Chinese base metals demand surprised to the upside in 2013 which has important implications for demand growth in 2014, according to Barclays Capital.
Going into 2013, Barclays had been forecasting a slowdown in Chinese consumption growth due to "slower GDP and a change in its composition towards consumption and away from metals-consuming infrastructure."
"However, not only did demand surprise to the upside, but the pace of demand growth actually sped up," the bank said, adding that demand for copper and aluminum was almost twice as strong as expected.
Barclays estimates that copper consumption increased 12% in 2013 due to stronger than expected grid investment and scrap substitution. Spending on the power grid accounts for 40% of Chinese demand and state grid spending was five times higher than the official target last year.

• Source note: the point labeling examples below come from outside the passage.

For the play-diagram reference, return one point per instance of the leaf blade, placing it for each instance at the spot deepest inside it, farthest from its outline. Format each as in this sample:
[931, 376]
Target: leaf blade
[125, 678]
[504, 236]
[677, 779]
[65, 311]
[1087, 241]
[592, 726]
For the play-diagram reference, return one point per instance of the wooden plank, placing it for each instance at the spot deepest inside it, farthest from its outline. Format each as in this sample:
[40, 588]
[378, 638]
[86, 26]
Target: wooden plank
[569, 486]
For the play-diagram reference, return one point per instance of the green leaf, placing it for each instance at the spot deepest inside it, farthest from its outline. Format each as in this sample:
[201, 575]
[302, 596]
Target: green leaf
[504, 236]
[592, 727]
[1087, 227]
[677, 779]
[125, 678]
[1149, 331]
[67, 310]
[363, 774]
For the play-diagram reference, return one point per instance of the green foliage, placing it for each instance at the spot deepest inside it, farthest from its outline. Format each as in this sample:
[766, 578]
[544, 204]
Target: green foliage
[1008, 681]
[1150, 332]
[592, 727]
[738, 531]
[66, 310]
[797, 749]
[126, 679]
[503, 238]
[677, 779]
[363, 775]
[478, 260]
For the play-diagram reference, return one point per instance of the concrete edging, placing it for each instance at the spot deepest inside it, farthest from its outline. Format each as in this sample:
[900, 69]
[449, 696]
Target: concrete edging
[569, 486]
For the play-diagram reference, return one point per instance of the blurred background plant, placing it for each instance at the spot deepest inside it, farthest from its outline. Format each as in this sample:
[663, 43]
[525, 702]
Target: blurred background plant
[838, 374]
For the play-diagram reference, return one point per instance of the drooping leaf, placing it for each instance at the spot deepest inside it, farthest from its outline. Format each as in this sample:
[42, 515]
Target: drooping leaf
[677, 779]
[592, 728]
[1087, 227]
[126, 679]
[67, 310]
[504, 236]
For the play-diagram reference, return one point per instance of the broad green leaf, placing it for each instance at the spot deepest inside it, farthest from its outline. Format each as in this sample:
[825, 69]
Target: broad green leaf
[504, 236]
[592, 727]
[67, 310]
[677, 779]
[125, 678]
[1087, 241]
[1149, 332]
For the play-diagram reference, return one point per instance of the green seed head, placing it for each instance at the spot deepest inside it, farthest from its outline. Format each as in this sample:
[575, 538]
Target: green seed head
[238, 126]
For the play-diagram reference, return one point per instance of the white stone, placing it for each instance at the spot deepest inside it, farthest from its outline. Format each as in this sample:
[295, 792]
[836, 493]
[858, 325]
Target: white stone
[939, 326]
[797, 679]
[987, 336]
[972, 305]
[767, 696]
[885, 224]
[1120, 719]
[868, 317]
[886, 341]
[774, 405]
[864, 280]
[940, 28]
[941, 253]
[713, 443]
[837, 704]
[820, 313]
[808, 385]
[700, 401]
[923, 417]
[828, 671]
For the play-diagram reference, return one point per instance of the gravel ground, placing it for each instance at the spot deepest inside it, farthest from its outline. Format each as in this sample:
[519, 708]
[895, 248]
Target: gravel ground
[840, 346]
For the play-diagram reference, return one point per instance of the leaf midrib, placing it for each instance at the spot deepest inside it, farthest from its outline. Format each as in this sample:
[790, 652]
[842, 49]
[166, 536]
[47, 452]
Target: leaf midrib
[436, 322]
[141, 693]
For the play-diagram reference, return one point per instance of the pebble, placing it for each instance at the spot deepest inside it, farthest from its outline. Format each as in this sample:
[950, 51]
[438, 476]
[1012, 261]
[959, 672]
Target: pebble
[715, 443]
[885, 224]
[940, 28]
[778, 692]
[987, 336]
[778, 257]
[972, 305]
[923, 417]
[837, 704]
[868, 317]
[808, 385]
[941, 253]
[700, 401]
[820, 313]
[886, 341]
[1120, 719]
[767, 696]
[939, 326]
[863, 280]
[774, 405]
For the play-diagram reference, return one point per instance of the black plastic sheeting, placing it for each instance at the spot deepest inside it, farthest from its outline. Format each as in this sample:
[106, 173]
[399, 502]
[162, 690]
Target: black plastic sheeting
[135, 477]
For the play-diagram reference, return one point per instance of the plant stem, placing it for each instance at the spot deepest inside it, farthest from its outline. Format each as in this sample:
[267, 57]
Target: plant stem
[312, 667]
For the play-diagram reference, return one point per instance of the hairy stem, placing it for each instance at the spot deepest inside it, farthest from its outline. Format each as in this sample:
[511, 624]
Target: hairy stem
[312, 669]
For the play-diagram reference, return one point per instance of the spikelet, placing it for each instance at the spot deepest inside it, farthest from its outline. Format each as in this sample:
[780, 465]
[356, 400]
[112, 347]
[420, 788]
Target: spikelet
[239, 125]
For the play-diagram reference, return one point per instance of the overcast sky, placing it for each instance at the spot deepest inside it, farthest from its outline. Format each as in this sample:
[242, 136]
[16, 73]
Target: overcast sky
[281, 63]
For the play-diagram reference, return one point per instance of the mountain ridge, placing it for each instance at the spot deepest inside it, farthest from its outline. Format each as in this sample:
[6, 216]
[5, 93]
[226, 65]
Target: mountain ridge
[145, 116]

At the same time, limited scrap supply boosted refined copper consumption in China, "as consumers substituted scrap for cathode," the bank said.
The stronger demand also means market balances were tighter.
The bank expects Chinese demand growth to remain strong in 2014.
"Even with slower Chinese growth forecast for 2014, we expect global consumption to be strong, since the additional quantities China will add are now greater than when it was growing rapidly from a smaller base," the bank said.
In addition, China's is planning to increase grid spending by 13% this year, which "suggests that 40% of copper consumption will be growing faster than the economy in 2014."
Copper closed Friday at US$3.284/lb cash on the London Metal Exchange, down from the previous day's US$3.304/lb as sentiment soured after weak preliminary Chinese PMI data sparked concerns over the strength of Chinese economic growth.